For extremely large funerals such as those of major public figures, the LSWR would provide additional trains from Waterloo to Brookwood station on the main line to meet the demand. Charles Bradlaugh, Member of Parliament for Northampton, was a vocal advocate of Indian self-government and a popular figure among the Indian community in London, many of whom attended his funeral on 3 February 1891. Over 5,000 mourners, including 21-year-old Mohandas Gandhi, were carried on three long special LSWR trains, one of which was 17 carriages long.

In 1874, with Waterloo Bridge station becoming extremely busy, the LSWR attempted to take over one of the LNC's two rail lines. An 1875 agreement between the LSWR and LNC permitted the LSWR to take over the westernmost track (that not served by the platform), in return for improved terms on the lease of the land currently leased by the LNC from the LSWR, and the LSWR taking over the maintenance of the structure supporting the LNC lines. In 1876 and 1877 the roof and western wall of the LNC train shed were demolished and replaced with a cantilevered awning over the single platform; the platform was extended to compensate for the loss of the second line.

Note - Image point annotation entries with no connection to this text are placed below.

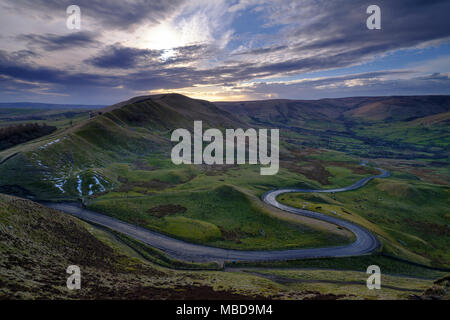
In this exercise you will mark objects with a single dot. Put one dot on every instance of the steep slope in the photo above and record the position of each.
(37, 244)
(356, 108)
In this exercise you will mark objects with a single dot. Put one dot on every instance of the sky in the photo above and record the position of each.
(221, 50)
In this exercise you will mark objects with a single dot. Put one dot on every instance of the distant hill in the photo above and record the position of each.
(373, 127)
(358, 108)
(34, 105)
(122, 133)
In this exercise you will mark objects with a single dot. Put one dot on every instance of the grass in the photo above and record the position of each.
(235, 223)
(409, 215)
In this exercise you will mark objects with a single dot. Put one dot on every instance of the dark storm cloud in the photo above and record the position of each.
(338, 29)
(113, 14)
(52, 42)
(21, 70)
(120, 57)
(117, 56)
(316, 35)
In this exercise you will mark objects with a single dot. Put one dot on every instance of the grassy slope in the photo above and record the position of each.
(127, 149)
(410, 217)
(37, 244)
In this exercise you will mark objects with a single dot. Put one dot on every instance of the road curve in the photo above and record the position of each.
(365, 241)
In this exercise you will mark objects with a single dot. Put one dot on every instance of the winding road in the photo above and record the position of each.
(365, 241)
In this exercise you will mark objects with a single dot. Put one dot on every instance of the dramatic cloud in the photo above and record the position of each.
(51, 42)
(223, 49)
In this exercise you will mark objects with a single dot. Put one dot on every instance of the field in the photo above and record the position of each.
(118, 163)
(43, 239)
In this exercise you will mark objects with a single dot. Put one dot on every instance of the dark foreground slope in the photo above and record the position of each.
(37, 244)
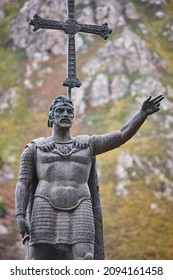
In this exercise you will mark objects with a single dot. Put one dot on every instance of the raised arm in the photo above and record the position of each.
(104, 143)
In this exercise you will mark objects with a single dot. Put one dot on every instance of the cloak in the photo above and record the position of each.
(95, 197)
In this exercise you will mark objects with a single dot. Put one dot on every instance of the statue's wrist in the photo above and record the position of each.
(143, 113)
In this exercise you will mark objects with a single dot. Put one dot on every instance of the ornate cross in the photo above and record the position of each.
(70, 27)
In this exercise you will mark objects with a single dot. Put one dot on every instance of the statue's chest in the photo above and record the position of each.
(63, 153)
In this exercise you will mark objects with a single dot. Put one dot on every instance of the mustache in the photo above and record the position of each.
(65, 119)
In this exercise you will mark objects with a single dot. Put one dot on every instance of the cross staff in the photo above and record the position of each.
(71, 27)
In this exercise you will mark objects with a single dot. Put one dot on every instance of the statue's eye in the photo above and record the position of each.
(70, 111)
(59, 110)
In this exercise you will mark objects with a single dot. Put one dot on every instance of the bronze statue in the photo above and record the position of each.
(58, 184)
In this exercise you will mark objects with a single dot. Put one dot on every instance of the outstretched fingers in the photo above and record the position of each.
(157, 99)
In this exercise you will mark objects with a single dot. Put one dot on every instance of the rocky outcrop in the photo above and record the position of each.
(168, 31)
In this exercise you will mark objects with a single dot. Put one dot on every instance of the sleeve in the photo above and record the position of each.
(104, 143)
(27, 164)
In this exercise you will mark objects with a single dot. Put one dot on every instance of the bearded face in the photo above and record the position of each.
(63, 116)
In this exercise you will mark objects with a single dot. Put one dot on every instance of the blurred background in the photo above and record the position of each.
(117, 76)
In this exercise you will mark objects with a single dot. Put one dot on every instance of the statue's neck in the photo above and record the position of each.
(61, 134)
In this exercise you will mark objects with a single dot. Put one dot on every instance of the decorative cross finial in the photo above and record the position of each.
(71, 27)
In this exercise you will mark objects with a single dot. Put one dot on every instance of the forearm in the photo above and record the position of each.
(130, 128)
(22, 197)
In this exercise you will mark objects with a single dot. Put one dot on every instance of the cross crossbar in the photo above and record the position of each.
(70, 27)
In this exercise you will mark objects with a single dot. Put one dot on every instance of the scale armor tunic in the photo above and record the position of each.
(81, 224)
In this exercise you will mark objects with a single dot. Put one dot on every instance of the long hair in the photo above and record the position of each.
(60, 100)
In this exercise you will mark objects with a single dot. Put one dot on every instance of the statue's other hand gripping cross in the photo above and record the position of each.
(71, 27)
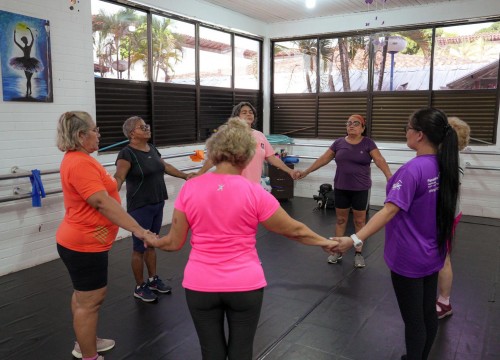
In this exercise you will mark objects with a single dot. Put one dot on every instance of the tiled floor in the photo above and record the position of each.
(312, 310)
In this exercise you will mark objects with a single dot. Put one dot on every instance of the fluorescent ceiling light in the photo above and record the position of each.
(310, 4)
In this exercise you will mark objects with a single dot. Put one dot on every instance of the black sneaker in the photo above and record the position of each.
(144, 293)
(157, 285)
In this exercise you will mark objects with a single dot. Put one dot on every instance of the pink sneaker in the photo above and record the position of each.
(444, 310)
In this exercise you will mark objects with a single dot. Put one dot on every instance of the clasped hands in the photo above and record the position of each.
(338, 245)
(149, 238)
(297, 174)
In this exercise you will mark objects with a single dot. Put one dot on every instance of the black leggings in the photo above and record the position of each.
(242, 310)
(417, 304)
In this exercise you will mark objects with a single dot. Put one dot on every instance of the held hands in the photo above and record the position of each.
(331, 247)
(344, 243)
(147, 236)
(295, 174)
(151, 239)
(301, 175)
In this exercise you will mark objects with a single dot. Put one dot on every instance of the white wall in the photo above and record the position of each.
(28, 129)
(423, 14)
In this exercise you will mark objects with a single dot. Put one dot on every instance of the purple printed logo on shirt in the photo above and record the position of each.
(397, 185)
(433, 184)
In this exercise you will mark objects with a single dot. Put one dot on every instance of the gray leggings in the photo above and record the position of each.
(242, 310)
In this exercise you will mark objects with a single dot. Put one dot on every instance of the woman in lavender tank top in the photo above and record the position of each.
(418, 216)
(353, 155)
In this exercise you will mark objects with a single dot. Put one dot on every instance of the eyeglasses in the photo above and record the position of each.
(143, 127)
(408, 127)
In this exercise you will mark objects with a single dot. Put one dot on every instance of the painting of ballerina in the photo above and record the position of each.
(25, 57)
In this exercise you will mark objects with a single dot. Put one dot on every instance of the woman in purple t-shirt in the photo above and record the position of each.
(353, 155)
(418, 216)
(223, 277)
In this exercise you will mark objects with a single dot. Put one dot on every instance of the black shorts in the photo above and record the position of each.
(346, 199)
(88, 271)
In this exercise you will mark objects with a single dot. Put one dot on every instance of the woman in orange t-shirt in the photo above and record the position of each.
(90, 224)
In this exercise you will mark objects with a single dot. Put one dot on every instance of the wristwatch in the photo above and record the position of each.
(357, 241)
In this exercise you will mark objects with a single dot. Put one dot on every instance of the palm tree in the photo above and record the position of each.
(167, 48)
(115, 26)
(309, 50)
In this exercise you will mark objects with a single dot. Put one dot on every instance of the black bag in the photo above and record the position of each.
(325, 197)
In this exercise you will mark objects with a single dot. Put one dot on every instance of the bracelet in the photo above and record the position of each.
(357, 241)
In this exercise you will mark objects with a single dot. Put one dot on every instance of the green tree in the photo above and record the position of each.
(166, 45)
(112, 29)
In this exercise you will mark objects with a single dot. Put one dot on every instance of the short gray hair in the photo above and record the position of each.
(69, 127)
(233, 142)
(130, 124)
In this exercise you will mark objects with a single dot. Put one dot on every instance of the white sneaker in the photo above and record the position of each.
(333, 259)
(102, 346)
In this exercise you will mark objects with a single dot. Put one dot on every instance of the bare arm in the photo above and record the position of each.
(379, 160)
(324, 159)
(281, 223)
(377, 222)
(176, 237)
(113, 211)
(275, 161)
(206, 166)
(173, 171)
(122, 169)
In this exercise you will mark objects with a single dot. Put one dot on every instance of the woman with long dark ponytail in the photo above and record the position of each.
(418, 214)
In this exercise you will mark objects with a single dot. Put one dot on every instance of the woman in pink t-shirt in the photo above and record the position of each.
(223, 276)
(263, 149)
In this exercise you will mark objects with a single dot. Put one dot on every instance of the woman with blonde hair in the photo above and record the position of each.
(223, 277)
(89, 228)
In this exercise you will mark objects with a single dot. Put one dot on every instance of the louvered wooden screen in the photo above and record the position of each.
(294, 115)
(387, 112)
(174, 114)
(390, 113)
(117, 100)
(216, 105)
(334, 111)
(477, 108)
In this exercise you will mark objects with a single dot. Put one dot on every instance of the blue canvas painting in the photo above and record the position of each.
(25, 58)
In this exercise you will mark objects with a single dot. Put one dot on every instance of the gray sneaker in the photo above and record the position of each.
(359, 260)
(333, 259)
(102, 346)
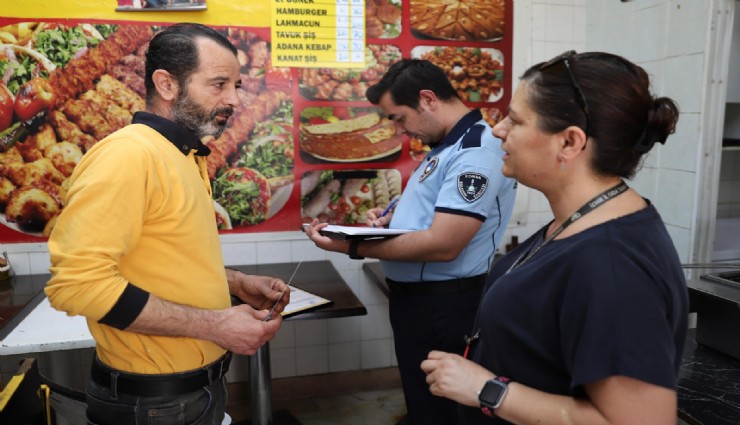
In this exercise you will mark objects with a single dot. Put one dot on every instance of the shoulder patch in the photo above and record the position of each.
(471, 139)
(429, 168)
(471, 186)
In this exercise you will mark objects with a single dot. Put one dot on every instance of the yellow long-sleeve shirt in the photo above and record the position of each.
(138, 219)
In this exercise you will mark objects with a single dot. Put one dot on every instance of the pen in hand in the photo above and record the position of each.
(388, 209)
(390, 206)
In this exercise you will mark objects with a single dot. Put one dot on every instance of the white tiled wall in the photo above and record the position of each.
(728, 204)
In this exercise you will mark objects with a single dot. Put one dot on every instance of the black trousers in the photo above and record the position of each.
(422, 323)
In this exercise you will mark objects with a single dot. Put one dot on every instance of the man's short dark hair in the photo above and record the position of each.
(174, 49)
(406, 78)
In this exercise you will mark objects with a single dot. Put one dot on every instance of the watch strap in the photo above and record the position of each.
(488, 406)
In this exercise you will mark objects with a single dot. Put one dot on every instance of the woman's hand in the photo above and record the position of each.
(313, 231)
(454, 377)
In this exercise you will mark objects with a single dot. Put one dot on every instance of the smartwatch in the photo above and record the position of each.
(353, 244)
(492, 394)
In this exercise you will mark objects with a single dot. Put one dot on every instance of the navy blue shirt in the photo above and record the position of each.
(610, 300)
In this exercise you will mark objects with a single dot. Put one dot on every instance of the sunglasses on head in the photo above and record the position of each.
(563, 61)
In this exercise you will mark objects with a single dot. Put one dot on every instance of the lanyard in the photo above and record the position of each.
(589, 206)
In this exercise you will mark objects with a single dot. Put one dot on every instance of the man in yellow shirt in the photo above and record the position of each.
(137, 252)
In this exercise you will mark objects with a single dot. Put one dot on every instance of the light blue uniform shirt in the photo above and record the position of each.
(461, 175)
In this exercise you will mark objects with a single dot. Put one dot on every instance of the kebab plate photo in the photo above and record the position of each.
(344, 197)
(66, 86)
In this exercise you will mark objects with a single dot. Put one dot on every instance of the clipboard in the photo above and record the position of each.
(352, 232)
(302, 301)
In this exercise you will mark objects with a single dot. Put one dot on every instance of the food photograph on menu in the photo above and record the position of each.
(347, 134)
(67, 84)
(344, 197)
(161, 5)
(459, 20)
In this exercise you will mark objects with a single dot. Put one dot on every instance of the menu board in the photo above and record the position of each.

=== Waterloo expansion proposal ===
In 1889 Waterloo station (renamed from Waterloo Bridge station in 1886) was equipped with new signals, which required a gantry spanning all the lines into the station. In return for the LSWR cladding the LNC's entrance on Westminster Bridge Road with white glazed brick, the LNC gave consent for the stanchion supporting the gantry to rest on the LNC's platform, while reserving the right to demand the gantry be removed. At this time the LSWR also leased a small plot of land west of the Westminster Bridge Road entrance to serve as the site of new offices for the LNC, designed by Cyril Bazett Tubbs.

As the site of the Necropolis station had been intentionally chosen to abut the arches of the LSWR's viaduct, it acted as an obstacle to any increase in the number of lines serving Waterloo station. Urban growth in the area of what is now south west London, through which trains from Waterloo ran, led to congestion at the station, only slightly alleviated by the LSWR's 1877 takeover of the western LNC track. In the 1890s the situation became untenable, and the LSWR began to investigate the possibility of repositioning the LNC station to permit the expansion of the main line terminus.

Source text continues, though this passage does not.